With its stock trading at just 10 cents, you’d question why Naked Brand Group (NASDAQ:NAKD) is still listed on the stock exchange. The company barely meets the minimum requirement of $2.5 million of stockholder equity. Even before the novel coronavirus obliterated the retail business, the company was struggling to generate profits. Hence, a potential second wave of Covid 19 could be curtains for NAKD stock.
The stock is currently trading at almost its lowest price ever at 9 cents. Additionally, its 6-month price index is at meager 22 cents. The annualized volatility of NAKD stock is at a massive 78%. However, to blame the pandemic for its decline would be inaccurate, as the stock’s been on the downslope since November last year. 2019 was an incredibly tough year for the company, with a 31.8% decline in net profits. Moreover, the pandemic has essentially brushed aside any chances of recovery this year.
Lackluster Financial Performance
Naked Group reported its torrid 2020 financial results back in May. Sales were down 19.5% to $58.5 million in the year, and 4.7% higher than in 2019. Last year, Revenues were impacted by stock supply issues, Brexit, and the termination of several wholesale partnerships in the US. With the pandemic crippling supply chains worldwide, many of the issues last year are likely to have compounded. Additionally, net losses widened from $33.9 million to $32 million. Losses increased modestly compared to last year due to reductions in expenses.
The cost reductions are due to the company’s global strategic review efforts. Through its plan, it effectively reduced administrative, corporate and finance costs totaling $10.5 million. It exited many of the unprofitable channels in the UK, US, and select channels in Australia and New Zealand. Furthermore, it has done well to fortify its balance sheet through debt restructuring transactions. These transactions include a new two-year $10.85 million credit facility agreement with the Bank of New Zealand. It also raised $18.5 million through convertible promissory notes.
“Our fiscal 2020 was highlighted by the continuing success of our new strategic direction, finalizing the completion of our transition to a lean, direct-to-consumer business model” stated Anna Johnson, CEO of Naked. The management didn’t provide an outlook for next year, nor did they comment on the pandemic’s impact on the business. Expect troubling times ahead for the company, especially in such volatile conditions.

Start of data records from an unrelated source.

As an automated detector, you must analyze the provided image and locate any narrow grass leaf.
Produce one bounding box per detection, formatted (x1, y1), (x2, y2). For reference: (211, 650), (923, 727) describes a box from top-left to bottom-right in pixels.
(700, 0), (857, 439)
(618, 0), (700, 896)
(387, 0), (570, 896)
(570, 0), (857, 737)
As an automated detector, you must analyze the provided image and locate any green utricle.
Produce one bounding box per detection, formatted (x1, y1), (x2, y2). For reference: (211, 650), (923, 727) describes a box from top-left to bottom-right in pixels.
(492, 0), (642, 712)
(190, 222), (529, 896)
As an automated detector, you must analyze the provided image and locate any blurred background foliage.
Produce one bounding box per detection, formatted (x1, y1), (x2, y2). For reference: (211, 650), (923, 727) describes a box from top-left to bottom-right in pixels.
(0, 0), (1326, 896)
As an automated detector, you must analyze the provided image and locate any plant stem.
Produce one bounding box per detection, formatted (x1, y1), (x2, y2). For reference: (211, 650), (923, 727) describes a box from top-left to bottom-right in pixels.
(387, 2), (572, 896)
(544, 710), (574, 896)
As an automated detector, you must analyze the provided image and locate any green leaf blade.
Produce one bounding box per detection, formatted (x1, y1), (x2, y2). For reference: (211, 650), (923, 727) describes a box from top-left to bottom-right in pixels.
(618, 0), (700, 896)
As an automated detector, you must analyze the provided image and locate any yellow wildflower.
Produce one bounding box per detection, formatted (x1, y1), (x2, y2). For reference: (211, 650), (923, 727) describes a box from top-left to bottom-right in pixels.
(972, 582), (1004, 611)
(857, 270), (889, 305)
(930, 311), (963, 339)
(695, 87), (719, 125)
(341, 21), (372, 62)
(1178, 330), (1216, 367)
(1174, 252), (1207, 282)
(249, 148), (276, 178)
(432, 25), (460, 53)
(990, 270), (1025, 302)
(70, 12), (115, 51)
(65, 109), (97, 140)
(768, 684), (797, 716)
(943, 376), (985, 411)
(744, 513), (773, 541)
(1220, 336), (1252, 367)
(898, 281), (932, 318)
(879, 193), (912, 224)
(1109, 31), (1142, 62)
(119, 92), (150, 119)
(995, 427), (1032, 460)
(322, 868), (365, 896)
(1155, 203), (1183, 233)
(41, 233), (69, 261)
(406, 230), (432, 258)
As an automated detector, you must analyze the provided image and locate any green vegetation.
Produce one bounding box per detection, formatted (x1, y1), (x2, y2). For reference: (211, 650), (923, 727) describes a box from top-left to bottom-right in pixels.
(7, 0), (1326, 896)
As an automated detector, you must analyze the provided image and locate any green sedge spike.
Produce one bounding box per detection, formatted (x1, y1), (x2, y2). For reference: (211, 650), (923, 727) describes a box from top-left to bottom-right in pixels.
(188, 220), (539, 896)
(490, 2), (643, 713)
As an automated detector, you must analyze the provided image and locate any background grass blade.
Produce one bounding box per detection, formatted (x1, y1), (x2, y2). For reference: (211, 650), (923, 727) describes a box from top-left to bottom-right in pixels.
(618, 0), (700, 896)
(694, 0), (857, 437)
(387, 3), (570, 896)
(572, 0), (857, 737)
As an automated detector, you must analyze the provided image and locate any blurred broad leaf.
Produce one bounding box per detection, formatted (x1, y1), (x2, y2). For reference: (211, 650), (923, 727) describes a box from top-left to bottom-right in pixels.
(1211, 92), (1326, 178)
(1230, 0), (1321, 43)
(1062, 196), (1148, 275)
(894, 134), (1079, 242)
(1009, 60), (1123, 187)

De-listing Fears are Gone for Now
NASDAQ sent Naked Group a notice in May, notifying the company that its stockholders’ equity fell below the $2.5 million benchmark. As a result, the company did not meet the minimum equity requirements for listing on the exchange. The company was given 45 days to submit its plan but was later granted an extension until November 10, 2020. This month, NASDAQ determined that Naked had done enough to meet the minimum requirement. CEO Johnson stated that “With this matter now resolved and a fortified balance sheet, we remain focused on driving growth to create value for our shareholders.”
With the de-listing troubles out of the way, the management can focus on its real troubles, sales. Sales for the company have been on a downward spiral for the past four years. What is most surprising is the company’s inability to expand its revenue base in a growing industry. According to Statista Research, the intimate apparel market is will be valued at $194 billion by 2023. Hence, sales are a cause for significant concern for the company if it hopes to survive in the future.
Final Word on NAKD Stock
Naked Group is an exceptionally difficult spot at this time. NAKD stock is worth pennies, the pandemic has shut down its stores, and it barely meets the minimum listing requirements. Even before the pandemic, the company was struggling to grow its revenues and turn a profit. Therefore, NAKD stock is a definite no-no for the foreseeable future.
On the date of publication, Muslim Farooque did not have (either directly or indirectly) any positions in the securities mentioned in this article.